Now, another busy week lays before me. Feeling rather purposeful lately, I am indulging in finding my creative balance before the hard work of summer is soon upon us.
About a year ago I read an article on decoupage, which is really a fancy word for cutting out pictures, pasting them on to an object, and coating it with a sealer. The project featured in the article used pictures cut out from a seed catalog sealed on to a photo frame. It was adorable. I filed away the idea until the right opportunity came up to try it. There was a plain memento box that had been getting increasingly dusty and dirty which was the perfect canvass for this craft project, and as seed catalogs began to trickle in, I put aside the ones that featured pictures of large, vibrant roses.
Here's everything you need- a paint brush, some sealer which you can find in the glue section at the craft store, some pictures, and an item to decorate.
This was a very easy project, quick, too. The sealer dries fast and doubles as glue. Aside from cutting out the roses, it took less than an hour to complete this. The results were worth it, I think. At least not bad for a first try. I used a matte sealer, but next time would probably try the gloss.
In the Kitchen:
One of the perks of being a librarian (there are only a few, and they are different for everybody) is having access to the newest cookbooks fresh off the press. I was delighted when a few copies of this one arrived...

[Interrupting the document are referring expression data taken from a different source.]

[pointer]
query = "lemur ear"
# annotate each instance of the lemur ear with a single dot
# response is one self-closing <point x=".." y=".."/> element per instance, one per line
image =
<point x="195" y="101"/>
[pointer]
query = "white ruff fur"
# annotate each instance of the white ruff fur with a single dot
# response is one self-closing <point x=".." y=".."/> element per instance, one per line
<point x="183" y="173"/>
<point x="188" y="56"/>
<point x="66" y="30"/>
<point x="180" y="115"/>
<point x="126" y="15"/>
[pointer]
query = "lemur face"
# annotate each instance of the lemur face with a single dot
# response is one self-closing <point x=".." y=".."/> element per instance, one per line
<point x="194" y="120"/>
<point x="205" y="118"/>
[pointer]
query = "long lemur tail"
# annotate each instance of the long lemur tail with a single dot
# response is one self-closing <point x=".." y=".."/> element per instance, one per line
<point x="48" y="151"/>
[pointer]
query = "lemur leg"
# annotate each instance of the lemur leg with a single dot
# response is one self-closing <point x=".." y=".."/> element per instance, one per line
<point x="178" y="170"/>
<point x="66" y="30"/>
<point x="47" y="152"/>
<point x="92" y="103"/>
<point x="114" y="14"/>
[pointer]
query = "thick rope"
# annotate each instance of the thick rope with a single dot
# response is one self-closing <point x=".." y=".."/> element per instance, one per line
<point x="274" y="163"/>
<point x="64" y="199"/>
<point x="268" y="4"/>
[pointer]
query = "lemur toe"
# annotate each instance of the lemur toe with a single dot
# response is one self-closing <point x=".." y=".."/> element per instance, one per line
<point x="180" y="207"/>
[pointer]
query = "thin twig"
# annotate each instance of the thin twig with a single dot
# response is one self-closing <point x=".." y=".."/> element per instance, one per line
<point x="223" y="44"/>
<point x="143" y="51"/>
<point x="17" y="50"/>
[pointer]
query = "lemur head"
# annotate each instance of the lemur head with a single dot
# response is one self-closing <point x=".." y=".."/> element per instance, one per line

"Fresh from Central Market" Cookbook: Favorite Recipes from the Standholders of the Nation's Oldest Farmer's Market in Lancaster, Pennsylvania, by Phyllis Pellman Good.I love farmer's markets, and although I don't recall ever visiting this specific one, which is located in Lancaster city proper, I knew the book would be a gold mine of delicious ideas. It was not a disappointment. Standholders past and present have generously contributed many wonderful recipes, and there is quite a variety, too. Anyone could find something to love in this book, whether it's the Old Fashioned Corn Fritters, Buttermilk Chicken, or authentic Amish Roast. But the first one to catch my eye was this delicious side...
Red Skinned Mashed Potatoes
2 and 1/2 lbs. red-skinned potatoes
1 clove minced garlic
1/2 tsp. salt
1/2 cup sour cream
3 oz. pkg. cream cheese, softened
1/2 tsp. garlic salt
1/2 tsp. black pepper
4 T butter cut into chunks
Wash potatoes, but do not peel. Cut into quarters.
Place potatoes, garlic, and 1/2 tsp. salt in soup pot. Add 2" water. Cover pot and cook potatoes until soft, about 20-30 minutes.
Drain liquid, and mash potatoes.
Add sour cream, cream cheese, garlic salt, pepper, and butter. Mix well.
Place in greased 2-quart baking dish. Bake, uncovered, at 350 for 30 minutes.
By the way, these are very hearty, and you will have no trouble feeding a small crowd with this one.